20 for the Next 20: Hawaii’s People to Watch 2018
They have already proven themselves by their accomplishments, intelligence, charisma, leadership and passion, but we expect even more from them in the future. They come from all walks of life, including businesses, nonprofits and education. Learn about the 2018 cohort of the 20 for the Next 20 below.
VP of Finance,
Hawaiian Dredging Construction Co.
By Jeff Hawe
When Ryan Nobriga returned to Hawaiian Dredging Construction in 2012 as VP of finance he felt he would have to prove himself. His colleagues at the state’s largest and oldest general contractor had decades more experience.
“A lot of times it just comes down to working hard.
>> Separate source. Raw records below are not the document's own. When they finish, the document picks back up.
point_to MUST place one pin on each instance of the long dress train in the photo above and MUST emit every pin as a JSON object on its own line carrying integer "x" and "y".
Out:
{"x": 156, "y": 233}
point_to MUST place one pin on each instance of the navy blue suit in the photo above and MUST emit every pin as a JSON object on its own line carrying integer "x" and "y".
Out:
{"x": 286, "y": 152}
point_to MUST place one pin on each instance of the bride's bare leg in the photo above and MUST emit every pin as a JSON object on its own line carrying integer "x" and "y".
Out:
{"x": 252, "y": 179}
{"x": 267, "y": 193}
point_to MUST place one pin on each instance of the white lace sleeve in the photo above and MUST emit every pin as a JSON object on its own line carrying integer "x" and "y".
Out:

Working smart yeah, but the first step is working hard, because you have to put in effort before you can demonstrate your level of intelligence or competence.” Nobriga described this as a certain type of “grit” he learned as a cross-country runner at Kamehameha Schools, pushing himself to improve.
Nobriga graduated from Boston College in 1999 with a BS in accounting. He returned to Hawaii and gained experience as a CPA at Russell Yamane & Associates on Maui, as a controller at HDCC, and as VP and director of technical services at Pacific Wireless Communications. “These experiences taught me the foundations of business, which allow me to contribute at an upper management level,” he says.
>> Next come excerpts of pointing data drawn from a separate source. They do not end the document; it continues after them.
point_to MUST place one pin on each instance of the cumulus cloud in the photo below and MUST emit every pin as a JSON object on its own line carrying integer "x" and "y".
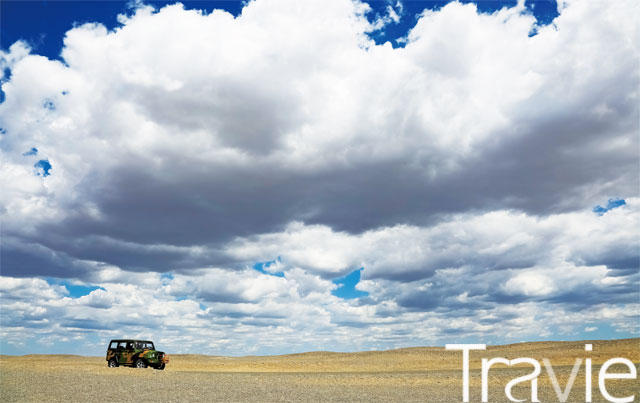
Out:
{"x": 460, "y": 171}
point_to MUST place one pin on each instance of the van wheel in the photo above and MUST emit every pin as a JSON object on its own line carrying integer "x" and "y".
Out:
{"x": 140, "y": 364}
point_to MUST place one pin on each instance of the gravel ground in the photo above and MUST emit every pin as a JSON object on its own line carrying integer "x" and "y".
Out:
{"x": 292, "y": 378}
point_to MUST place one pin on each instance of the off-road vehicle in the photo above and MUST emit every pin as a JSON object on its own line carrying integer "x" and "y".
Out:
{"x": 135, "y": 353}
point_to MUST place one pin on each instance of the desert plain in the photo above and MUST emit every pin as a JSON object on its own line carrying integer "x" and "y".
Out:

Robert Nobriga, brother to Ryan and CFO of American Savings Bank, says: “He is the type of person that if you tell him he cannot do something … watch what happens. But, he will not run people over or treat people badly to get it done. In business, he has excellent judgment and he is a good leader.”
As president of the Construction Financial Management Association Honolulu chapter and a finance committee member for the General Contractors Association, Ryan Nobriga helps guide Hawaii’s construction industry.
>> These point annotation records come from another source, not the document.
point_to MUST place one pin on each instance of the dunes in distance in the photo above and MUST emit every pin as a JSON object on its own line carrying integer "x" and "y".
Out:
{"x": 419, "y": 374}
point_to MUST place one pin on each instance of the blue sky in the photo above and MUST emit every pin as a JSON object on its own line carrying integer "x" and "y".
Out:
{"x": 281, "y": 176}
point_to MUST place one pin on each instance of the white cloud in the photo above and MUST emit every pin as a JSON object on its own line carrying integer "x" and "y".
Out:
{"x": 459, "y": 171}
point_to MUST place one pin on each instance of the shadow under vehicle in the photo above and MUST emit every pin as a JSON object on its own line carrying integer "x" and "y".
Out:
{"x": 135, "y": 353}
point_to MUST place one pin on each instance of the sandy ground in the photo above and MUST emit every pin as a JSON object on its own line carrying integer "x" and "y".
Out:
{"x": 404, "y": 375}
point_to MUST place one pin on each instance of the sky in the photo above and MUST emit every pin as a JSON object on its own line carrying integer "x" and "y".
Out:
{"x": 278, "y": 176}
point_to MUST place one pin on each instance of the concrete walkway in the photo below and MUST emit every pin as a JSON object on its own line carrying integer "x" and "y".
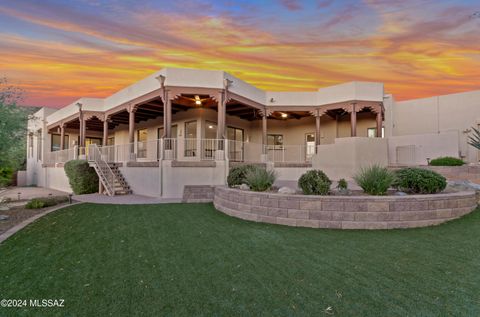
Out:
{"x": 10, "y": 232}
{"x": 123, "y": 199}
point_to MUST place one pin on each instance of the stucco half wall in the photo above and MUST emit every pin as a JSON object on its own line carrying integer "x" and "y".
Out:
{"x": 345, "y": 157}
{"x": 417, "y": 149}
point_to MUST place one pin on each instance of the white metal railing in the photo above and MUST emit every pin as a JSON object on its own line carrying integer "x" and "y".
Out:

He also serves as treasurer for Marimed Foundation, which offers ocean and land-based experiences that empower youth and families. “I can identify with those kids … so (I look at) how do we provide the programs to give these kids opportunities?”
Raised on Maui by a single mother, Nobriga navigated a challenging youth. “In the environment we grew up in,” says his brother, “he could have easily succumbed to the hurdles that were in front of him like many we knew did. Instead, he blasted through them by working hard, being resilient and focusing on the opportunities that could launch him forward in life.”
“The great thing about Hawaii is it’s the most beautiful place on the planet,” says Ryan Nobriga. “The challenging thing about Hawaii is growth is inevitable. As an individual, a local boy, Hawaiian, I think my role is in ensuring HDCC’s contributions are done in the right way.”